The exercise ask to prove that for every 1-form closed on the $2$ sphere there was a function defined on the sphere such that its differential is the form. Then it asks if this function is unique.

Well, I use the fact that the $1$ de Rham cohomology on the $2$ sphere is trivial to claim the existence of such function.

Then, I use Stoke's theorem with the fact the the sphere is a compact regular domain to claim it uniqueness.

Is there anything wrong with this argumentation?
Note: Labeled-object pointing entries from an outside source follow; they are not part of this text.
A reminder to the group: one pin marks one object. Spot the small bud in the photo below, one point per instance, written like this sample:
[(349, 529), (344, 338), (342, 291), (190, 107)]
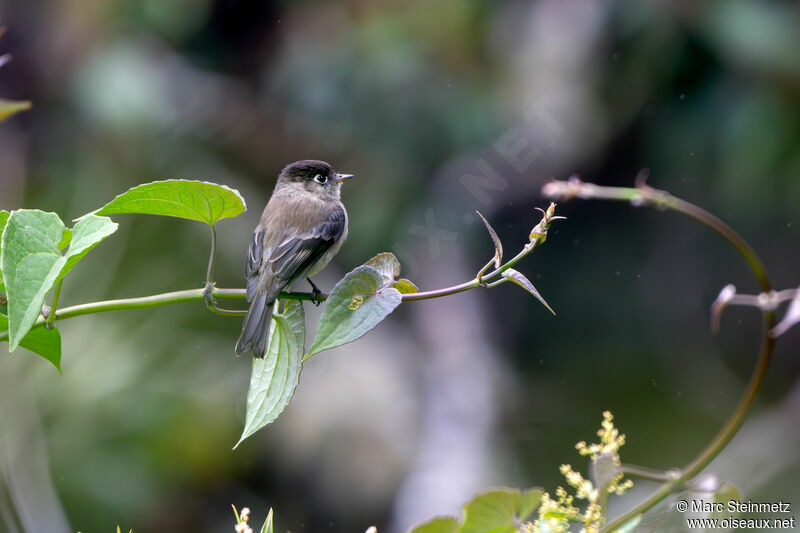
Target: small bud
[(727, 294)]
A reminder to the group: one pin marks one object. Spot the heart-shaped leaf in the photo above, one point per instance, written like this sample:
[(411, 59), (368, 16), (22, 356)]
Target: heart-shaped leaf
[(358, 303), (440, 524), (498, 246), (195, 200), (32, 261), (42, 341), (11, 107), (520, 279), (499, 510), (275, 376), (387, 264), (630, 525), (267, 527)]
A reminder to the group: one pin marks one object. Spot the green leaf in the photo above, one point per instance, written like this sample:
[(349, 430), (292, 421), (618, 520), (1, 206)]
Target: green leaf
[(520, 279), (387, 264), (32, 262), (404, 286), (725, 493), (440, 524), (499, 510), (358, 303), (630, 525), (11, 107), (498, 246), (275, 376), (195, 200), (267, 527), (42, 341), (3, 220)]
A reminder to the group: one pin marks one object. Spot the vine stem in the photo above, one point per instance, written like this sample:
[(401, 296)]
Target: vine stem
[(645, 195), (210, 292)]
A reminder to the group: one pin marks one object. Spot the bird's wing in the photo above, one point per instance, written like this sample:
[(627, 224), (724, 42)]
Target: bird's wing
[(299, 252)]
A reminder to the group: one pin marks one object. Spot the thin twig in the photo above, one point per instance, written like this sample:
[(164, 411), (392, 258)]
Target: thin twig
[(645, 195)]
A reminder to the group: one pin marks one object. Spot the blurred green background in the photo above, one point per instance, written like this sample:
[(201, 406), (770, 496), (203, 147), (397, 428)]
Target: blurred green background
[(439, 108)]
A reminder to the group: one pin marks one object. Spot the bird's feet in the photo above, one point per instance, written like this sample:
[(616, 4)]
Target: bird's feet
[(315, 292)]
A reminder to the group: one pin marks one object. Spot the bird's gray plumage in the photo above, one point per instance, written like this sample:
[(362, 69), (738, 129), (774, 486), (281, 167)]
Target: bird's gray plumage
[(302, 227)]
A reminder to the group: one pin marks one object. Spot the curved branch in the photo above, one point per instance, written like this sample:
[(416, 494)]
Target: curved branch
[(645, 195)]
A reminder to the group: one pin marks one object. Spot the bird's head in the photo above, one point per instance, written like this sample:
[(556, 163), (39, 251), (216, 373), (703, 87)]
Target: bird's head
[(317, 177)]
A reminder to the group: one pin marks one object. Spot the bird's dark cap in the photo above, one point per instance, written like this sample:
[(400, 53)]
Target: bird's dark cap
[(307, 169)]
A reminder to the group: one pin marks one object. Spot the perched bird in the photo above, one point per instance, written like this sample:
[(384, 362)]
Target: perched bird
[(302, 227)]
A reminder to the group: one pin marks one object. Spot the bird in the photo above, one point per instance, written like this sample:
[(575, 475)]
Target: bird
[(303, 226)]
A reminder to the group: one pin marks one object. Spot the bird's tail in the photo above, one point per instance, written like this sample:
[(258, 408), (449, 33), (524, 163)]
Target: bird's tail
[(256, 326)]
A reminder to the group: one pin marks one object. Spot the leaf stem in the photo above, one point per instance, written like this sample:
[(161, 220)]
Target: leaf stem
[(645, 195), (51, 316), (213, 255)]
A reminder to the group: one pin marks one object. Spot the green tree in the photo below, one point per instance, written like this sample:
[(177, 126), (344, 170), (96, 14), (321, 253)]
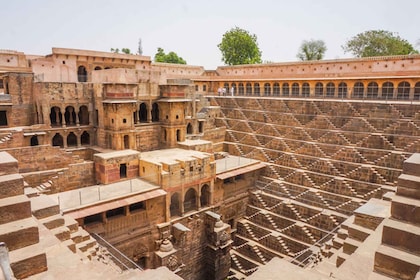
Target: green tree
[(171, 57), (378, 43), (312, 50), (238, 46)]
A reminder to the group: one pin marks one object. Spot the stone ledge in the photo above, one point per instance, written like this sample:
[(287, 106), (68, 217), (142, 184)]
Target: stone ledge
[(396, 263), (402, 235)]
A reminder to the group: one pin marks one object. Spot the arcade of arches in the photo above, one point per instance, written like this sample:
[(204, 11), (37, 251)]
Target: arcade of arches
[(191, 201), (366, 89)]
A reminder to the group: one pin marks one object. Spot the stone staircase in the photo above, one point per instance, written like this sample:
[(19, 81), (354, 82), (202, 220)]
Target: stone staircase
[(63, 228), (18, 228), (399, 254)]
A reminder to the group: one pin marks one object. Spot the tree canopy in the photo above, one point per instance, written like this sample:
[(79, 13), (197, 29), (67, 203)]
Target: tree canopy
[(378, 43), (312, 50), (238, 46), (171, 57)]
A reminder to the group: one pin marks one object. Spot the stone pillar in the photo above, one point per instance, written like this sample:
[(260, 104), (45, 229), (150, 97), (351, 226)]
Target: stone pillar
[(218, 247), (77, 118), (4, 262), (71, 110), (57, 115), (63, 118)]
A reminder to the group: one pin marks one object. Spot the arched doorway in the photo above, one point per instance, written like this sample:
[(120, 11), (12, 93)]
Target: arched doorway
[(174, 207), (70, 116), (58, 140), (126, 142), (34, 141), (155, 112), (205, 196), (190, 200), (55, 116), (83, 115), (178, 135), (82, 74), (143, 112), (71, 140), (189, 128), (85, 138)]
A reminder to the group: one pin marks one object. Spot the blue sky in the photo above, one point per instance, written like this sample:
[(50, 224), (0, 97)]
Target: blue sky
[(194, 28)]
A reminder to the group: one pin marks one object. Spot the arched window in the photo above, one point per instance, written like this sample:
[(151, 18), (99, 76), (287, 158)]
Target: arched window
[(58, 140), (330, 90), (85, 138), (189, 128), (257, 89), (387, 90), (126, 142), (295, 89), (83, 115), (285, 89), (34, 141), (276, 89), (233, 89), (70, 116), (248, 89), (267, 89), (82, 74), (306, 90), (226, 88), (319, 89), (342, 90), (143, 112), (358, 90), (155, 112), (175, 205), (403, 90), (205, 196), (417, 91), (190, 200), (71, 140), (372, 90), (55, 116), (241, 89)]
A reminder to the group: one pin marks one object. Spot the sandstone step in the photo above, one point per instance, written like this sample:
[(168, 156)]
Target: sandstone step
[(62, 233), (377, 276), (70, 244), (14, 208), (71, 223), (337, 243), (350, 245), (30, 192), (358, 232), (402, 235), (53, 221), (405, 209), (76, 237), (11, 185), (341, 258), (20, 233), (396, 263), (85, 245), (28, 261), (43, 206), (409, 186), (411, 166)]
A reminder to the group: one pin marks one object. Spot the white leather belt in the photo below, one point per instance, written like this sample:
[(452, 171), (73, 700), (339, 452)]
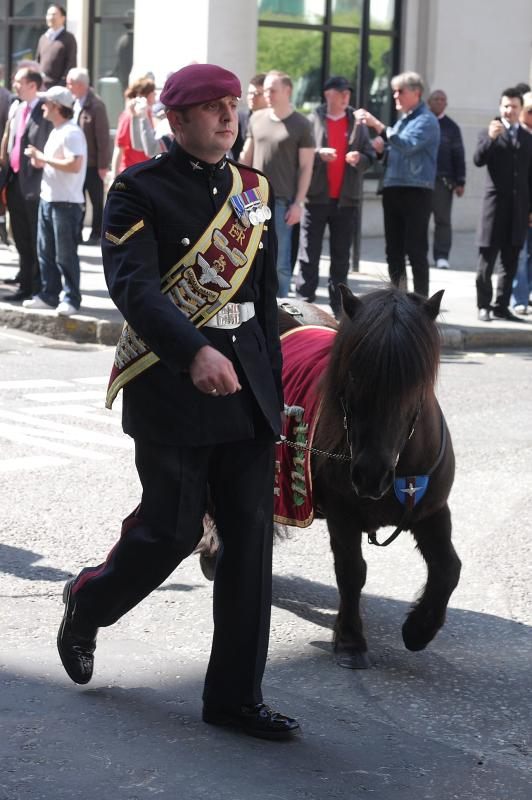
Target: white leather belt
[(232, 315)]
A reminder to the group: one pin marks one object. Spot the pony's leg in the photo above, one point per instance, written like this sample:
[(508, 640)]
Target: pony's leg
[(349, 643), (433, 537), (207, 547)]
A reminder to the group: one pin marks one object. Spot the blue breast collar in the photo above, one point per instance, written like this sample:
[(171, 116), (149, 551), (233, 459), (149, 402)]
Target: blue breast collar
[(411, 489)]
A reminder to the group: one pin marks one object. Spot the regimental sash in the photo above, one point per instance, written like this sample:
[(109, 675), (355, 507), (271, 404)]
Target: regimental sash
[(202, 281)]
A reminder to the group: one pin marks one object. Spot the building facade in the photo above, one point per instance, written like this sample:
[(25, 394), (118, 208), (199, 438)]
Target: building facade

The first part is fine. By definition, $H^1(S^2) = 0$ means that any element in $\ker(d : \Omega^1(S^2) \to \Omega^2(S^2))$, i.e. any closed $1$-form, is actually in $\operatorname{im}(d : \Omega^0(S^2) \to \Omega^1(S^2))$, i.e. it is exact, i.e. it is the differential of some function.
Suppose that you have a closed $1$-form $\alpha$. You know it's exact, so $\alpha = df$ for some $f$. Now if you have another function $g$ such that $\alpha = dg$, then you get $df = dg \implies d(f-g) = 0$. The question is does $f=g$, or equivalently does $f-g = 0$. So now you are essentially asking: is the zero function the only closed $0$-form (function) on $S^2$?
By definition $H^0(S^2) = \ker(d : \Omega^0(S^2) \to \Omega^1(S^2))$, and you don't quotient by $\operatorname{im}(d)$, because there is no such thing as $\Omega^{-1}$. So you are asking if $H^0(S^2) = 0$. The answer is no, because $H^0(S^2) = \mathbb{R}$, which basically follows from the fact that $S^2$ is (path-)connected. In fact it's easy to see that $H^0(S^2)$ is spanned by the constant functions on $S^2$.
More concretely, given some $f$ such that $df = \alpha$, you can always add a constant $c \in \mathbb{R}$ to $f$, and you still get $d(f+c) = df + dc = df = \alpha$.